Querido Mario:
¿Sorprendido de encontrar este correo en tu buzón? Hacía mucho que no nos veíamos, pero aun así estoy seguro de poder reproducir en mi cabeza el modo en que habrás alzado las cejas y arrugado la frente al descubrir en tu bandeja de entrada la dirección que en otro tiempo tanto la frecuentaba. Supongo que al verla te habrás preguntado por qué te escribo, si mi reacción de hoy ha sido la de la más cobarde huida. Si llevo casi una década huyendo de ti. Aunque también pudiera suceder que hayas estado esperando pacientemente este correo que por fin empiezas a leer. Tal vez no haya cambiado tanto como creo.
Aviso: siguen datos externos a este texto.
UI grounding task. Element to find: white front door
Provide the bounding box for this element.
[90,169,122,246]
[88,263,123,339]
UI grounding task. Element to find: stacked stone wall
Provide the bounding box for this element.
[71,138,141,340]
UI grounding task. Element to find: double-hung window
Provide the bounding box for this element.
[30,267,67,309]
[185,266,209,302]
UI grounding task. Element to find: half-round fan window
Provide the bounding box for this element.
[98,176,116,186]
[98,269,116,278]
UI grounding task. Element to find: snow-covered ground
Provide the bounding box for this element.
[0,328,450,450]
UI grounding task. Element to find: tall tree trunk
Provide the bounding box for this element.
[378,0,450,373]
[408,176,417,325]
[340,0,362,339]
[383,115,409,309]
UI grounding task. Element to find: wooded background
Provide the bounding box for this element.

Es cierto, la coherencia hubiera exigido que refrenara este impulso que ahora me anima a escribirte. Que lo apartara de un manotazo en lugar de plegarme a él. No creas que no lo he intentado. Si nuestro inesperado encuentro me ha resultado tan incómodo, tan embarazoso, ¿por qué no continuar por la senda del alejamiento que emprendí años atrás, y eludir cualquier tipo de movimiento opuesto a ella? ¿Por qué habría de desear ahora convertirte en el interlocutor que aparté de mi vida y hace apenas unas horas he vuelto a rechazar? ¿Por qué no ser consecuente y hacerte desaparecer de nuevo en ese lugar recóndito de mi mente al que había logrado relegarte, de la misma forma en que esta mañana he actuado para que cuanto antes desaparecieras de mi vista? Con preguntas como éstas llevo debatiéndome desde que he llegado a casa. Pero si en estos momentos tecleo estas líneas, es porque –gracias a nuestro encuentro causal ha aflorado esta verdad dormida– en mi conciencia pesan los años de intensa amistad que nos unieron y la consideración de que todos ellos te hacen merecedor de alguna suerte de explicación de mi conducta. No sólo de la de hoy. Debe de ser que, pese al tiempo transcurrido, aún me importa lo que pienses de mí. Debe de ser, también, que aún me importas, y por eso me hiere el recuerdo de la estupefacción y la decepción mezclados en tu rostro justo antes de darme la vuelta y echar a andar. O quién sabe: tal vez esté aprovechando esta coyuntura para emprender un ajuste de cuentas conmigo mismo largamente diferido, y sea yo el verdadero destinatario de este correo, por más que sólo tu nombre lo presida.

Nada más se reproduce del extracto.